While that's a solid deal for sure, it's by no means completely out of the ordinary, at least in North America. I'd hold your financial well being over a bass for the time being, not to mention with Modulus it's not like finding an awesome one is one in a million, but par the course. 

Though, it could sit there for awhile and then you can have your cake and slap it too.....or something like that.


----------



## TemjinStrife (Sep 30, 2012)

That's a pretty normal price for a used Modulus.
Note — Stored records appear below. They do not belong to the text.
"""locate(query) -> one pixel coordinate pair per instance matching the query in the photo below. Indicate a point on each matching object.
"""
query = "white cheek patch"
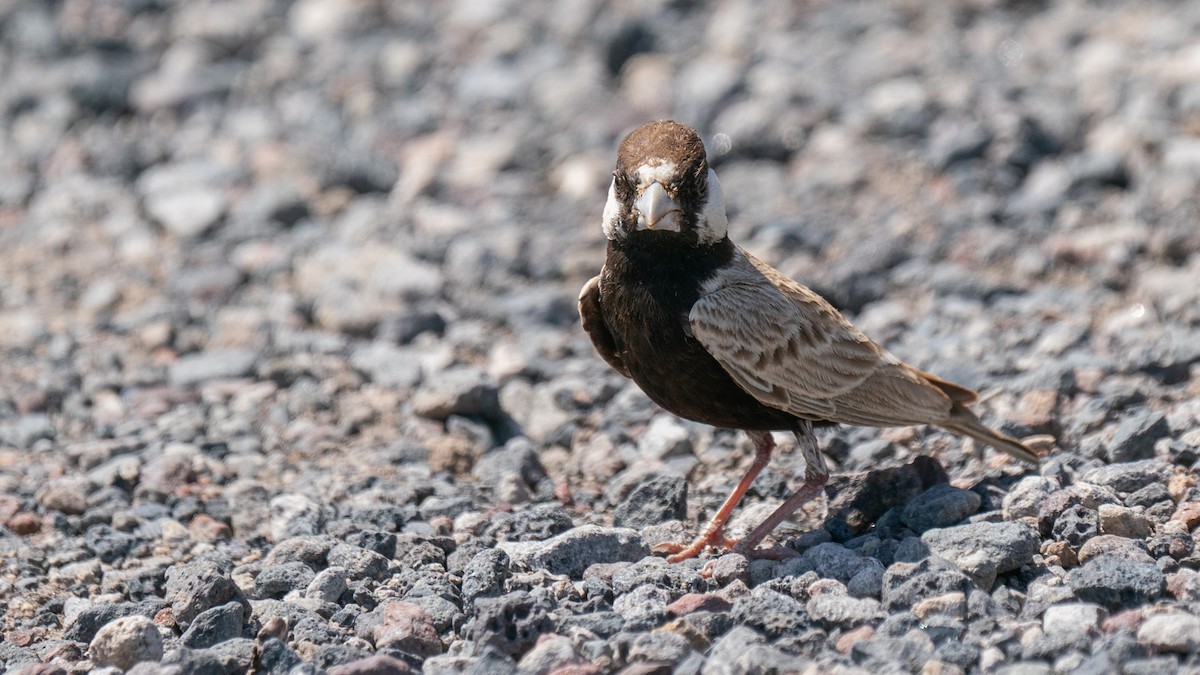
(611, 222)
(713, 221)
(657, 171)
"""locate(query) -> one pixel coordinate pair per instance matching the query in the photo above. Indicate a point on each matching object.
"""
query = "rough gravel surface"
(291, 376)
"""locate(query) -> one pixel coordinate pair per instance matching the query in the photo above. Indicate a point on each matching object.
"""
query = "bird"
(715, 335)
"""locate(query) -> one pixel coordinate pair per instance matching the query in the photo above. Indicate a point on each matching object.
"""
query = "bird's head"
(663, 187)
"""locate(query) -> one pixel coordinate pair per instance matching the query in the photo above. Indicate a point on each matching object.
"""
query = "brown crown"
(665, 139)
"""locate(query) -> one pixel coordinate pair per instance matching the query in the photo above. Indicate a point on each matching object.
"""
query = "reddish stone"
(407, 627)
(1129, 619)
(24, 524)
(207, 529)
(1188, 514)
(699, 602)
(377, 664)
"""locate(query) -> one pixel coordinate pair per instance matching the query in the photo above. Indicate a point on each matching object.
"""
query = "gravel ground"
(292, 377)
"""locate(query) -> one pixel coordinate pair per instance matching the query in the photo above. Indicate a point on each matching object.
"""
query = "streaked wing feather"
(791, 350)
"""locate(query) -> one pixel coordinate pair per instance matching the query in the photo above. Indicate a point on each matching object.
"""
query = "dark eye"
(622, 184)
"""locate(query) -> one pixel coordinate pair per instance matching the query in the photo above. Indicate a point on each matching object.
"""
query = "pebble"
(653, 501)
(126, 641)
(1114, 581)
(577, 549)
(406, 627)
(292, 359)
(941, 506)
(984, 549)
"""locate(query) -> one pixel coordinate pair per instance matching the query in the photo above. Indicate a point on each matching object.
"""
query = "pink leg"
(763, 444)
(816, 473)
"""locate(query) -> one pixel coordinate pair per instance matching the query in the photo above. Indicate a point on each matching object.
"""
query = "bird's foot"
(678, 553)
(773, 553)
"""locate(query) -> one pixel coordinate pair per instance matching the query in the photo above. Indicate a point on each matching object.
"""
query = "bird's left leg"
(763, 444)
(816, 475)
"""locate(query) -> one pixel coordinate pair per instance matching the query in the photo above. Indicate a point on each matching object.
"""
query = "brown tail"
(965, 422)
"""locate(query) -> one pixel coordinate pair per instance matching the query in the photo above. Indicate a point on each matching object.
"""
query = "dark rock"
(1135, 436)
(985, 549)
(509, 623)
(277, 580)
(535, 523)
(215, 625)
(198, 585)
(1129, 477)
(577, 549)
(771, 613)
(653, 501)
(1077, 525)
(907, 583)
(1115, 581)
(859, 499)
(85, 625)
(485, 574)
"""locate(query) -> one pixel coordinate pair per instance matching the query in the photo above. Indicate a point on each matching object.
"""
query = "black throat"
(649, 284)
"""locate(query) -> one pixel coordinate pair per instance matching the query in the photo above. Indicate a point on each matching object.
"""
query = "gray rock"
(1115, 581)
(328, 585)
(1125, 521)
(215, 626)
(83, 626)
(295, 515)
(653, 501)
(642, 608)
(388, 365)
(905, 584)
(277, 580)
(125, 641)
(577, 549)
(771, 613)
(832, 610)
(1075, 525)
(485, 574)
(834, 561)
(358, 562)
(1174, 632)
(881, 652)
(1135, 436)
(985, 549)
(665, 437)
(677, 579)
(660, 646)
(202, 366)
(510, 623)
(457, 390)
(1129, 477)
(1027, 496)
(868, 583)
(1074, 621)
(407, 627)
(549, 655)
(199, 585)
(941, 506)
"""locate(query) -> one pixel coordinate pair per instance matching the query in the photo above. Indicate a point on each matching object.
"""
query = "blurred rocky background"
(291, 376)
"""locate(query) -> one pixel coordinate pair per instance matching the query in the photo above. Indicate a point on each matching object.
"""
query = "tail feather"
(965, 423)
It's not worth going into massive debt to buy gear.


----------



## Sepultorture (Oct 1, 2012)

all very true, but at the same time, we have no modulus dealers up here, atleast none i've seen listed anywhere. infact this is the first an only time i've ever seen a Modulus in person, aside from at a show.

but it's all very true, i don't want to put myself in more debt right now, i want that damn credit card paid off by decembers end.


----------



## Sepultorture (Oct 8, 2012)

went to cosmos again, jammed te bass out, still effing love the feel, playability and sound, but as cheap as it is i am indeed broke as fuck, and i kn the only way i will get one after this is too buy one new or stumble across a miracle like this again, you nevr see these basses in canada. but being in debt on top of debt, nah, gunna get myself out, then save and buy gear again


----------



## Necris (Oct 8, 2012)

I've had a couple Quantums, I have one now, and like every other instrument on the planet they're not worth living in debt for.

If you have issues getting them cheap (in comparison to the cost of a new one) in Canada someone here in the US could probably help you out, or you could wander around the talkbass classifieds for a while. I see them pop up for under-2k pretty often on various sites, and even under $1500 on occasion.


----------



## Sepultorture (Oct 9, 2012)

Necris said:


> I've had a couple Quantums, I have one now, and like every other instrument on the planet they're not worth living in debt for.
> 
> If you have issues getting them cheap (in comparison to the cost of a new one) in Canada someone here in the US could probably help you out, or you could wander around the talkbass classifieds for a while. I see them pop up for under-2k pretty often on various sites, and even under $1500 on occasion.



Thank you muchly my good man, i will definitely look into that when the time is right


----------